これは単なる投資家の心理的な動揺ではありません。「生成AIがあれば、そのソフトウェアは不要になるのではないか?」という問いが、企業の存続可能性や借入能力にまで影響を及ぼし始めていることを意味します。これまで高い利益率を誇っていたSaaS(Software as a Service)モデルの企業であっても、AIがその機能を代替・自動化できる場合、顧客離れや価格決定力の低下に直面するリスクがあります。
「機能」としてのAIか、「製品」としてのAIか
この市場の動揺は、日本企業にとっても対岸の火事ではありません。多くの日本企業は、DX(デジタルトランスフォーメーション)の一環として、特定業務に特化したSaaSを数多く導入してきました。しかし、大規模言語モデル(LLM)の高度化により、これまで専用ソフトで行っていたタスク(文書作成、コード生成、データ分析、デザイン制作など)が、汎用的なAIモデルへの指示(プロンプト)だけで完結するようになりつつあります。
「これまでは月額数千円を払って利用していたツールが、ChatGPTやCopilotの標準機能で代替できた」という経験を持つ担当者も多いのではないでしょうか。ソフトウェアベンダーがAIを単なる「追加機能」として組み込むだけでは差別化が難しくなっており、AIネイティブなワークフローそのものを提供する企業へと主役が交代する過渡期にあると言えます。
日本企業の「SaaS依存」とベンダーロックインのリスク
日本国内の文脈で見ると、この変化は「外部依存の見直し」を迫るものです。日本企業は伝統的に、自社開発よりも外部ベンダーやパッケージソフトへの依存度が高い傾向にあります。しかし、導入しているSaaSベンダーがAI対応に遅れたり、逆にAIによって市場価値を失い経営不安に陥ったりした場合、ユーザー企業はサービスの停止やサポート品質の低下、あるいは急激な値上げといったリスクにさらされます。
また、AI活用が前提となるこれからの時代、データは企業の生命線です。特定のSaaS内にデータがサイロ化(分断)されていると、自社独自のAIモデルを構築したり、横断的なデータ分析を行ったりする際の障壁となります。AI時代におけるベンダー選定では、機能の豊富さ以上に「データのポータビリティ(持ち運びやすさ)」や「APIの柔軟性」が重要な評価基準となります。
「買う」から「AIで作る」へのシフト
一方で、この状況は日本企業にとってチャンスでもあります。これまでIT人材不足により「既製品を買う」しかなかった業務システムやツールが、生成AIによるコーディング支援やローコード開発の進化により、「自社で作る」コストが劇的に下がっているからです。
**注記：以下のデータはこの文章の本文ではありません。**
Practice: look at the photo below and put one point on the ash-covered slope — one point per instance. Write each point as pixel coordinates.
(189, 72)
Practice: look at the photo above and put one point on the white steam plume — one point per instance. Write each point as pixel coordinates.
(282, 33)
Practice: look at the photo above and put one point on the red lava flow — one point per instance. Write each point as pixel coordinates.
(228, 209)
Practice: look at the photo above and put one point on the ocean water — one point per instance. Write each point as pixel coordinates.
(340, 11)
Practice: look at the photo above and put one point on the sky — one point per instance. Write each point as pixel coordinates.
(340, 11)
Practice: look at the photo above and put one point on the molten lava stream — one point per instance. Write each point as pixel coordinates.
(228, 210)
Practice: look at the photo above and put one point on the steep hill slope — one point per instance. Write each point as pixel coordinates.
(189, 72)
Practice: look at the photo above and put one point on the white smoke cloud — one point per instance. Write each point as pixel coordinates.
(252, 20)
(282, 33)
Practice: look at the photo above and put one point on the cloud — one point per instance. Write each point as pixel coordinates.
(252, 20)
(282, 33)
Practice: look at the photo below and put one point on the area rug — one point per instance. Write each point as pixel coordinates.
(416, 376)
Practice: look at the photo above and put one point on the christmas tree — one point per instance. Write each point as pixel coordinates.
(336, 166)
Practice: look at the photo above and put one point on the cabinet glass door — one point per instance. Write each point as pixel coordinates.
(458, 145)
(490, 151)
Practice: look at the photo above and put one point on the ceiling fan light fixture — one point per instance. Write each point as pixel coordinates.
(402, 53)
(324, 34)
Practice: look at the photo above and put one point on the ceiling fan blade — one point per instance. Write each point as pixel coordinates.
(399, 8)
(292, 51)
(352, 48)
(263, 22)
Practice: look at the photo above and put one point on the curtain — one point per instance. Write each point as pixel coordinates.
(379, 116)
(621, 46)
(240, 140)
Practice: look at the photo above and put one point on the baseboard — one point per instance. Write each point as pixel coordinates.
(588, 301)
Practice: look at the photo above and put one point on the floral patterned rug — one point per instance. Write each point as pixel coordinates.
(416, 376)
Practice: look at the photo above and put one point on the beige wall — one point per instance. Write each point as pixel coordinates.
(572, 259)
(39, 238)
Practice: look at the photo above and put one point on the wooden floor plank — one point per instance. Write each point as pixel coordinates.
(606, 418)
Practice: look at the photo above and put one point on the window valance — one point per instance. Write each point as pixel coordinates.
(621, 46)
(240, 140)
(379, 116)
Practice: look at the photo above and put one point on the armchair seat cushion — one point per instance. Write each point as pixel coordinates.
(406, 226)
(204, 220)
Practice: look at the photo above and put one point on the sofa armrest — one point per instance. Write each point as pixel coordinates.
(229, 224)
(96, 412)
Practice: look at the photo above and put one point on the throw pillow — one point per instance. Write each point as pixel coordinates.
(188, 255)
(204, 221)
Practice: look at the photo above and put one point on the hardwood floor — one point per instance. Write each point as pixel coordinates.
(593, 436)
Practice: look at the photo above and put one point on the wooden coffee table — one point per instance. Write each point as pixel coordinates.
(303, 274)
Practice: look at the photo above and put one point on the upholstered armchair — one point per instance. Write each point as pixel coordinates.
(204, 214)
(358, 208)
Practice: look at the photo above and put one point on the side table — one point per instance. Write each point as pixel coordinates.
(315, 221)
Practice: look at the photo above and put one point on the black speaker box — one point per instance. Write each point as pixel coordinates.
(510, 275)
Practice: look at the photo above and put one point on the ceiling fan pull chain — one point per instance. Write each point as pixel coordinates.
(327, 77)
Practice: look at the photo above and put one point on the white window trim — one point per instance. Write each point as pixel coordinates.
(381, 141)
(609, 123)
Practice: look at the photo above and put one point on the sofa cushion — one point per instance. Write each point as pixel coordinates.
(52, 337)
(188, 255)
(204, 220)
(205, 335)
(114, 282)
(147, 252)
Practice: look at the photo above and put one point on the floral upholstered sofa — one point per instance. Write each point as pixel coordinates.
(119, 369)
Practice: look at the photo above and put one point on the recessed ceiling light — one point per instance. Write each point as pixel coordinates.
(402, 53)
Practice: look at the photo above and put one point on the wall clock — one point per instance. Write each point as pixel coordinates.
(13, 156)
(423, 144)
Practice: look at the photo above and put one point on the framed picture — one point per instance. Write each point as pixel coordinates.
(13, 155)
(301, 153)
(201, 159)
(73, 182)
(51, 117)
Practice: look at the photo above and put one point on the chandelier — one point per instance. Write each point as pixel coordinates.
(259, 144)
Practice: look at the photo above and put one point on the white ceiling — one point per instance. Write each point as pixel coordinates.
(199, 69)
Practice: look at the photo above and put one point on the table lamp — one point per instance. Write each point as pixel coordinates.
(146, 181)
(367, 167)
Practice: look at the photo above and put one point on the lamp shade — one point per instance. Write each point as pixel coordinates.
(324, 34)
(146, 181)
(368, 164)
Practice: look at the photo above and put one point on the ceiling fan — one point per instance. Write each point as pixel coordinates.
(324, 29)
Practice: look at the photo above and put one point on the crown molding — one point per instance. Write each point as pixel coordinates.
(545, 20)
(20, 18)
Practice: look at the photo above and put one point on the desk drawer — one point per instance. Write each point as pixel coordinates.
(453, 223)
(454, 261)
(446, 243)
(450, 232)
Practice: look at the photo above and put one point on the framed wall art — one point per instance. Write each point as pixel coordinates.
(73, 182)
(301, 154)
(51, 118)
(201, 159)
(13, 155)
現場の業務フローに完全にフィットしない高額な海外製SaaSを無理に使うのではなく、AIを活用して自社に最適化された軽量なツールを内製開発する動きが、エンジニア組織を持つ企業を中心に広がり始めています。これは、従来の重厚長大SI(システムインテグレーション)とも、SaaSのサブスクリプションモデルとも異なる、第3の選択肢となり得ます。
日本企業のAI活用への示唆
今回の米金融市場の反応を踏まえ、日本の意思決定者やプロダクト担当者は以下の点に留意してAI戦略を進めるべきです。
- SaaSポートフォリオの棚卸しと選別:
現在契約しているSaaSの中に、生成AIの標準機能で代替可能なものがないか再評価してください。「AI機能付き」を謳うツールでも、それが単なるラッパー(APIを呼び出しているだけの薄い層)であれば、長期的な競争力やコスト対効果に疑問符が付きます。 - 契約期間と出口戦略の確保:
技術の陳腐化サイクルが極めて速くなっています。特定のソフトウェアと長期のロックイン契約を結ぶ際は慎重になるべきです。また、ベンダーの経営環境が変わった際に、データを即座にエクスポートできる条項や技術的裏付けを確認することが、AIガバナンスの一環として求められます。 - 「内製化」のハードル再定義:
AIコーディングアシスタントの導入により、社内開発の生産性は向上しています。すべてを外部ツールに頼るのではなく、コアとなる競争力の源泉や、特殊な業務フローに関しては、AIを活用した小規模な内製開発(マイクロサービス化)を検討する余地が広がっています。